The FCC plans to change its statutory definition of what constitutes advanced telecommunications deployment, in terms of broadband speed, to a minimum of 25 Megabits per second downstream. This could penalize Comcast and Time Warner Cable for providing that high-speed service, as the companies would have a greater share of those subscribers than they did under the prior 4 Mbps benchmark.
But that might be a miscalculation, said Bernstein Research senior analyst Paul de Sa. While reducing the size of the high-speed market would increase the combined company’s share, de Sa said, it also means that Comcast-TWC would control fewer high-speed households.
“Comcast has a higher share of a smaller number of subscribers, reducing anticompetitive concerns,” de Sa said in a note to investors two weeks ago.
“While the FCC recently set a new number as an aspiration for advanced broadband (a number which over 90% of Comcast customers are already receiving), they’ve set different thresholds for different proceedings,” Comcast executive vice president David Cohen told Multichannel News in an email. “The market for broadband is local, not national, and that’s the way the FCC and the DOJ have looked at it in past transactions.
“Even if taken it as a national market, because TWC has so many fewer customers on higher speeds than we do, the percentage increase when the companies combine increases only 1%,” Cohen added.
Analyst Craig Moffett, who had laid the odds at 80-20 in favor of approval as recently as January, was down to 70-30 last month and now has deal approval at 60-40. That was partly due to the FCC’s decision to redefine high-speed Internet service at 25 Mbps, which he called “emblematic of a relatively anti-cable zeitgeist in Washington.”

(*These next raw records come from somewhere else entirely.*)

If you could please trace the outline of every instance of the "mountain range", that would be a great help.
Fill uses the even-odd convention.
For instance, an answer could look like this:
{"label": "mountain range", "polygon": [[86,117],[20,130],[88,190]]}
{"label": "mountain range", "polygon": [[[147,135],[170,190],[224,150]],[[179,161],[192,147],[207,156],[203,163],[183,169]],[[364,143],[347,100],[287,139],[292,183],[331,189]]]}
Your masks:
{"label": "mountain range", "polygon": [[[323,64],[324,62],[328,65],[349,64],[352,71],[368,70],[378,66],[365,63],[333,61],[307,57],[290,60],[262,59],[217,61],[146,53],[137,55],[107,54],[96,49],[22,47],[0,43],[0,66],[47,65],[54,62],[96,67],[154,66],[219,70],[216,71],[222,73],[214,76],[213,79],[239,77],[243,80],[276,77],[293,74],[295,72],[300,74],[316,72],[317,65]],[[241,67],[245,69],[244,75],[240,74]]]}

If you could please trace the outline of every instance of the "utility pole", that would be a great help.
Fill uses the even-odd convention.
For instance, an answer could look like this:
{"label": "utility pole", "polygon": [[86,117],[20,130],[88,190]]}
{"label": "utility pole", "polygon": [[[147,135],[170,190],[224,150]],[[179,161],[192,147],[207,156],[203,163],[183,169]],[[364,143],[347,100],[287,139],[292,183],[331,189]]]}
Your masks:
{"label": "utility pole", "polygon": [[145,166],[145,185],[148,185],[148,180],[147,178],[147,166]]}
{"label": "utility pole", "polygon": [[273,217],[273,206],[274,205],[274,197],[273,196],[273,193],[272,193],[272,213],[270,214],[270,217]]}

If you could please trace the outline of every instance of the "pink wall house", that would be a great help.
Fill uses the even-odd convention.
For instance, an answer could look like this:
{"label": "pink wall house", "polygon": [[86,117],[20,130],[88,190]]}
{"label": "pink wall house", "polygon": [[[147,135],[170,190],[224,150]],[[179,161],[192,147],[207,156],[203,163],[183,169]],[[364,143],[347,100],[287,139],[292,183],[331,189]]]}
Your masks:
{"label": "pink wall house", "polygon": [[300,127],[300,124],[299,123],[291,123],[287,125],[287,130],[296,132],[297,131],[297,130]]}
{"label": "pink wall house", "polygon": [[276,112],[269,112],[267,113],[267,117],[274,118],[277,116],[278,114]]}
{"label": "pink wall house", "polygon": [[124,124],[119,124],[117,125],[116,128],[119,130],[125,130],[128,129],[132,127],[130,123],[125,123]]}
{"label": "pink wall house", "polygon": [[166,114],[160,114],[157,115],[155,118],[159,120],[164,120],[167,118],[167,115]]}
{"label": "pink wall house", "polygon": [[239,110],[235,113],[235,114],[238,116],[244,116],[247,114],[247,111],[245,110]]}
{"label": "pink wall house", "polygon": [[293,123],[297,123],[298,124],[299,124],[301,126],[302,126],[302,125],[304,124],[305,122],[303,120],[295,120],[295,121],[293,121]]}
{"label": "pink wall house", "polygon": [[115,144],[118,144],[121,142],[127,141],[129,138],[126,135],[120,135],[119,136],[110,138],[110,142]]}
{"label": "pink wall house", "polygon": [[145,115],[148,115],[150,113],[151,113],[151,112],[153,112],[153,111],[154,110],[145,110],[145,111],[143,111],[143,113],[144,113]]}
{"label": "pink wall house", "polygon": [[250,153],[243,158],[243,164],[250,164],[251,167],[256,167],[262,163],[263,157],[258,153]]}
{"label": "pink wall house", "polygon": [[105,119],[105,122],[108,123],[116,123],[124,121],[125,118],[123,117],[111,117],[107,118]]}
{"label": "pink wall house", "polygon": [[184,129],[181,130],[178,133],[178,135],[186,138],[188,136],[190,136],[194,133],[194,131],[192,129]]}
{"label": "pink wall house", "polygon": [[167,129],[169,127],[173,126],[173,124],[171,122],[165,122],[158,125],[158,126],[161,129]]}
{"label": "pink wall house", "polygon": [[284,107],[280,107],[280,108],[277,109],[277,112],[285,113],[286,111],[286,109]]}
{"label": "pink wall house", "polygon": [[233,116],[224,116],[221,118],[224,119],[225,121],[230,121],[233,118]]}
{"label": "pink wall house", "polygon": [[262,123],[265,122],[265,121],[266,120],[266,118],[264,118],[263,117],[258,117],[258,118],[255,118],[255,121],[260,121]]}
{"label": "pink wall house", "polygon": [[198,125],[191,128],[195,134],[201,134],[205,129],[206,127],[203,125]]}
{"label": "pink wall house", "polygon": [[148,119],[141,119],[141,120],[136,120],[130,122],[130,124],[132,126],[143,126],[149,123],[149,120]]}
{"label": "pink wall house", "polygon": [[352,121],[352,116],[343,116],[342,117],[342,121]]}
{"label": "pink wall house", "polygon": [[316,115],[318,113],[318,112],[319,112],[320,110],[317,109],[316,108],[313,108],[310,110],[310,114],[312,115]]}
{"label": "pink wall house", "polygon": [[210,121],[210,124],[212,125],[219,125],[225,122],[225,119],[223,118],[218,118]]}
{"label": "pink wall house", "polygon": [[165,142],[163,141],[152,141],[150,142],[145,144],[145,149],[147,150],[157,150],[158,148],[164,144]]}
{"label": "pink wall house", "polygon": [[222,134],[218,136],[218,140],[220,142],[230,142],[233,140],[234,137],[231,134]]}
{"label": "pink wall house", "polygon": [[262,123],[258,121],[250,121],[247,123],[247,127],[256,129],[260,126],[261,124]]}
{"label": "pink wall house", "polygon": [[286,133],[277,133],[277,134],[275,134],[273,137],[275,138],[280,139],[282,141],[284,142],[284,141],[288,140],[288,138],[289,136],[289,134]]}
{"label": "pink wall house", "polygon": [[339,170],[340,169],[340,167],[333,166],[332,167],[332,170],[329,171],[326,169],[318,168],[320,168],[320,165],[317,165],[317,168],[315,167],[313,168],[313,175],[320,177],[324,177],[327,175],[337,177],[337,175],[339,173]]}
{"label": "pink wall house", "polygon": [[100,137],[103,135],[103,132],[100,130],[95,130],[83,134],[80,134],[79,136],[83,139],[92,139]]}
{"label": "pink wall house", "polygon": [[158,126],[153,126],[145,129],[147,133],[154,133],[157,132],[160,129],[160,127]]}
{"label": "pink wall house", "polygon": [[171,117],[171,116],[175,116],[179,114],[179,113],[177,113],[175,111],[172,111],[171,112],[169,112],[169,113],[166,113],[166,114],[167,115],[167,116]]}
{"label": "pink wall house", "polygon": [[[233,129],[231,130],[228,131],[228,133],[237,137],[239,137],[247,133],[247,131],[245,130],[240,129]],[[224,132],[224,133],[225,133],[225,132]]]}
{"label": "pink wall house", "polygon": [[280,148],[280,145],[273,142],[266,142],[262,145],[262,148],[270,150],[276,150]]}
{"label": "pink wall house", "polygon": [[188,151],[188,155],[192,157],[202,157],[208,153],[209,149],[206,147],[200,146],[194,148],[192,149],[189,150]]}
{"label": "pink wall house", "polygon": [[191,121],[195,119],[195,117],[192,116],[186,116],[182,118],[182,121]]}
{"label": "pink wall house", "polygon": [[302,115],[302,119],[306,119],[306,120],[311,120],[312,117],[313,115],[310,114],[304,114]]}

Wheeler has singled out ISPs as the potential blocking and degrading link in the Internet chain, with the incentive and opportunity to discriminate against both consumers and edge providers.
The FCC could approve the Comcast-TWC deal with conditions that assured that its new Title II regulations would apply to the largest ISP regardless of whether the U.S. Court of Appeals for the D.C. Circuit might throw them out again.
In addition, as part of the proposed Title II regime, FCC chairman Tom Wheeler has proposed creating a new complaint regime for interconnection issues, such as over-the-top video provider Netflix’s longstanding complaint about having to pay for peering.
That regime could make the FCC more comfortable with allowing a Comcast-TWC combination, particularly given the aggressive stance assumed by Enforcement Bureau chief Travis LeBlanc, who would investigate those interconnection complaints.
TITLE II BOOST?
Bernstein’s de Sa said he sees Title II as a slightly net positive for the deal.
“[T]he new rules provide a basic framework for preventing discrimination by broadband providers against internet content,” he told clients. “In principle, therefore, if the rules work, post-merger Comcast will not be able to exploit the market power that opponents of the deal are concerned about.”
Whichever, Comcast’s Cohen suggests he hopes the Title II decision means the FCC can get moving on the deal.
“Now that the FCC has put in place industry wide rules on the Open Internet — which we’ll evaluate when we see the order — we expect they’ll turn to the pending transaction reviews, both ours and AT&TDirecTV,” Cohen said. “We continue to hope for regulatory approvals early this year.”
Not so fast said the Stop Mega Comcast Coalition, which last week circulated a white paper, “Net Neutrality Rules Are No Cure for Mega-Comcast.”
Comcast last month exercised an option to extend the deal’s breakup date to August.